Selecting a Monitoring Solution
A monitoring solution is a critical part of any application infrastructure. Selecting the right monitoring solution involves many criteria and considerations. A monitoring solution can provide many different types of monitoring, cater to a number of different system deployments, and deliver a range of features.
There are a number of different types of monitoring, each providing distinct output for different stakeholders.
- Functional – is the system performing it’s required operations without error?
- Non-functional – is the system handling the capacity and processing transactions at the rate it was designed for (performance/capacity monitoring)? Can it measure a baseline load and then report variance from this baseline, or anomalous behavior? Can it display daily, weekly or monthly variance? Can it predict when the capacity of the system is likely to be exhausted by trend analysis of the metrics over time?
- Audit – are all sensitive interactions with the system, such as changes, administrative controls, restarts etc. being captured accurately? Can this information be retained in long term storage for the period required by organisational policy or relevant legislation?
- Security – are incidents that may represent a malicious attack on the system captured and presented to the teams that require this information?
- Operational Planning – are capacity-based statistics captured that allow for capacity management and planning?
- Business Planning – is the system succeeding in it’s intended function? Are the features of the system delivering the business value that was anticipated? Is the uptake of the system meeting the business expectations? This category of monitoring can expand into the realm of analytics and big data, so when assessing the need here, look at what other analytics gathering is in place.
- Tuning – does the monitoring help advise how the system should be tuned. Does it allow profiling that can be used by application developers or system administrators to improve the performance and efficiency of the system?
- Continuous or Ad-hoc – is the monitor providing 24×7 coverage for detecting outages in a production system, or is it collecting detailed metrics during performance testing? Can one monitoring tool provide for both roles, or are different tools required?
It is worth noting that one set of monitored data may be used by different stakeholders for different purposes. Different stakeholders may have significantly different timeliness and retention requirements for the results that the monitoring solution delivers to them.
Any monitoring solution must be able to accommodate the way your systems and applications are deployed and hosted.
- Is the monitor non-intrusive? Does the overhead incurred on the monitored system still fit within the agreed response times?
- Does the monitor generate or require excessive network bandwidth to collect the metrics to perform it’s function?
- Is the monitor suitable for on-premises and cloud-based monitoring?
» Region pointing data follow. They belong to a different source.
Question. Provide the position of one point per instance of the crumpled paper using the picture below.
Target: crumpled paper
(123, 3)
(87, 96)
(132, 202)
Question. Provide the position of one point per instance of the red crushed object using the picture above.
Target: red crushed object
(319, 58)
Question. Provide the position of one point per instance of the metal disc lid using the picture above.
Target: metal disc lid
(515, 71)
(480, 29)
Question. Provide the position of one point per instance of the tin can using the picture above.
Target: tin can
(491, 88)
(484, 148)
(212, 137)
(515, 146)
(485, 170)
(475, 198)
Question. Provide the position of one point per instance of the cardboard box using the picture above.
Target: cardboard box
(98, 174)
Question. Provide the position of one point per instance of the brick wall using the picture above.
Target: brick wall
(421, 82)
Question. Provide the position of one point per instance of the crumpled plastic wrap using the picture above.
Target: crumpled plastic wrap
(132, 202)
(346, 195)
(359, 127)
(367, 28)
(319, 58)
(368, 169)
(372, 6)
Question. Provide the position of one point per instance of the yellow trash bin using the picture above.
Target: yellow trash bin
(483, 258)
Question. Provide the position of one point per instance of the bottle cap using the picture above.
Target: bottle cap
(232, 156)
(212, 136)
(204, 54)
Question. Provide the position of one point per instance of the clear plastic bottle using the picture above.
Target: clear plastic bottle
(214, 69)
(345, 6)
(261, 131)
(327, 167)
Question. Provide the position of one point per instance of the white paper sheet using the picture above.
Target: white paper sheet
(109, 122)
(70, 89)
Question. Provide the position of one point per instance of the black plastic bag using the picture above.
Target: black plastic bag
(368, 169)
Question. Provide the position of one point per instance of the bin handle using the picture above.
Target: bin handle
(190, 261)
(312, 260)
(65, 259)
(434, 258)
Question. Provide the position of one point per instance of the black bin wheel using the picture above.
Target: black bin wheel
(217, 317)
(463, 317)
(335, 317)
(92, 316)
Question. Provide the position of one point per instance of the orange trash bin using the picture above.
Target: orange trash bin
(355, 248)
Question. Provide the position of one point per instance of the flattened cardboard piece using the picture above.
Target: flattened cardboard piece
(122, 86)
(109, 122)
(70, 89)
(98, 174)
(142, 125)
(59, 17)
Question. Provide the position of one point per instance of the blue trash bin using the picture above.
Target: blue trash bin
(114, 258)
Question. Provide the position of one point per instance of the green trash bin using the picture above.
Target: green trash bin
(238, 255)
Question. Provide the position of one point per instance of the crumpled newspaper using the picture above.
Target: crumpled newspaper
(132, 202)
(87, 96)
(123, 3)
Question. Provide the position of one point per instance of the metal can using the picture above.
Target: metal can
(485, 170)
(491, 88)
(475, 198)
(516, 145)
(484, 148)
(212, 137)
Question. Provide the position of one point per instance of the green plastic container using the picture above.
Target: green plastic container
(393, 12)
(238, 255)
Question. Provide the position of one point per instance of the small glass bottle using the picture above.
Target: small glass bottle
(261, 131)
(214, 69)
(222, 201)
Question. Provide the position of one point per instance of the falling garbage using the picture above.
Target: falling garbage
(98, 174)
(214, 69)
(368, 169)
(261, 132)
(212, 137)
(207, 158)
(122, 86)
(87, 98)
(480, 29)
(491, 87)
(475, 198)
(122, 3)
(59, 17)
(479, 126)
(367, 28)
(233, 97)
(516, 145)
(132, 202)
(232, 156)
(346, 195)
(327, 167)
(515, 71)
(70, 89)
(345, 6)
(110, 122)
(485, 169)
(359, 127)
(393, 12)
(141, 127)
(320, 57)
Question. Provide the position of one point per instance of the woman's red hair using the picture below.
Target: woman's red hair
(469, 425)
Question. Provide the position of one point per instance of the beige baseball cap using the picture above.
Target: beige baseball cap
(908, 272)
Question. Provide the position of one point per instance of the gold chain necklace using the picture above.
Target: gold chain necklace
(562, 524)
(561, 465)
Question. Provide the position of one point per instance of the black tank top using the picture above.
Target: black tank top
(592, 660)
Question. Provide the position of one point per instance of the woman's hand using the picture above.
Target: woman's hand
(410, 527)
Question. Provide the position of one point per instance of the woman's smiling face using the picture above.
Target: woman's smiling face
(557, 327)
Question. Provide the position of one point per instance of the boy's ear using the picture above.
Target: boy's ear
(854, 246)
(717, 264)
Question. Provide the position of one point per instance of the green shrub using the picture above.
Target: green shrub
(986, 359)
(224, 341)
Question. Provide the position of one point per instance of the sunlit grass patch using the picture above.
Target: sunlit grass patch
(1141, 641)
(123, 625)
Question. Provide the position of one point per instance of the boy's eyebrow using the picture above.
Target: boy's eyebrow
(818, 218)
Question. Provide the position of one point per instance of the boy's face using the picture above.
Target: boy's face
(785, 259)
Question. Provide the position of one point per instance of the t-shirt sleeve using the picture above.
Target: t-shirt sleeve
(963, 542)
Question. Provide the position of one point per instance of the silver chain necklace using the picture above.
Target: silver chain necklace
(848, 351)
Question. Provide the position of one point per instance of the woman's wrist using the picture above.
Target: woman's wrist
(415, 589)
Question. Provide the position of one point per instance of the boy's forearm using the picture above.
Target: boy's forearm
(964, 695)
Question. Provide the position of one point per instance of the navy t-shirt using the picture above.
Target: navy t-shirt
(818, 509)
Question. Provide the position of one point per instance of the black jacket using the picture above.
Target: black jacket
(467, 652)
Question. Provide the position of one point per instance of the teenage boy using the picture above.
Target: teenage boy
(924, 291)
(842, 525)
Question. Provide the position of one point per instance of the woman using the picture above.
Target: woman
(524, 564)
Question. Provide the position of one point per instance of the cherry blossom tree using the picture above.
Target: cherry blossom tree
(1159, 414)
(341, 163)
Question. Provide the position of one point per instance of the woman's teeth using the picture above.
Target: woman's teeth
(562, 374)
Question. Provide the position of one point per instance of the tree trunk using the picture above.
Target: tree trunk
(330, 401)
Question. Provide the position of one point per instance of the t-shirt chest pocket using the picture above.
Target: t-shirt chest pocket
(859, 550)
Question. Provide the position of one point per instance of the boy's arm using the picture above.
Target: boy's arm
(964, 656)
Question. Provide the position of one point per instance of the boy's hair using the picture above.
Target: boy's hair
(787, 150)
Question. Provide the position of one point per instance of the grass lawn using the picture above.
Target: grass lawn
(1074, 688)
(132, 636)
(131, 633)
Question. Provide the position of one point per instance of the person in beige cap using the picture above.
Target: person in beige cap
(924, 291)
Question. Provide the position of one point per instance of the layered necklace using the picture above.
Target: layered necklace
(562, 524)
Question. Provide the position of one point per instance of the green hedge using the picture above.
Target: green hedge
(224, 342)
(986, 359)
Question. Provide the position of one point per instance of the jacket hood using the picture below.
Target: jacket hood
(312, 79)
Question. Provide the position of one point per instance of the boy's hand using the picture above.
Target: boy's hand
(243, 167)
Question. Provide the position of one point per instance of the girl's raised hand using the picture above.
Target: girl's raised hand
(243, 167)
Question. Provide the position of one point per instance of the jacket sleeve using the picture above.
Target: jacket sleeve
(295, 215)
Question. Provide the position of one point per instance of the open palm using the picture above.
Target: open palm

- Does the monitor have licensing constraints that may limit the scope or volume of the monitoring? The monitoring solution should have the flexibility to be able to collect the data it needs using a variety of topologies, allowing the monitoring solution to align with the infrastructure topology that is being monitored.
Monitoring Features and Considerations
Different monitoring solutions provide different sets of features. When considering a solution, you should identify which features you require. Some features you may wish to examine are:
- Log aggregation – allows for capture, index and search across the system logs.
- Collection of system metrics.
- Rules and Triggers for alerting – provide a facility to set conditions and threshholds based on the expected system behavior.
- Scheduled reports – query the monitored metrics and produce a report to illustrate operational performance and rates of incidents.
- Dashboards – visually display the monitored metrics, and allow filtering, timeboxing and searching.
- Customisation for business-specific alerts and reports.
- Correlations across nodes. Can the monitor intelligently recognise transactions passing across a cluster of identical nodes, and correlate requests and responses across the cluster?
- Dynamic adjustment of the level of detail monitored.
- Value of monitoring – does the monitoring system justify it’s cost by reducing or removing other costs associated with outages, problem determination, loss of business reputation etc.
- Reliability – is the monitor going to perform it’s function reliably.
- Specific or Generic – is the monitor targeted at a specific product, or is it designed to monitor a wide range of products?
- Enterprise capability – can the monitor scale and aggregate metrics and logs from a large number of systems and nodes across different data centers or cloud providers?
In order to come up with a set of selection criteria, consider the monitoring type, stakeholders, system deployment and features that are relevant to your application or business. This allows for a clear process in selecting the most appropriate monitoring system to fit your needs.
Ben Stringer is the Principal Consultant at Syntegrity Solutions, a consultancy specialising in Integration, APIs and Identity Management. He has over 25 years of experience in the IT industry, and enjoys working with customers from many different industries on their integration and API projects.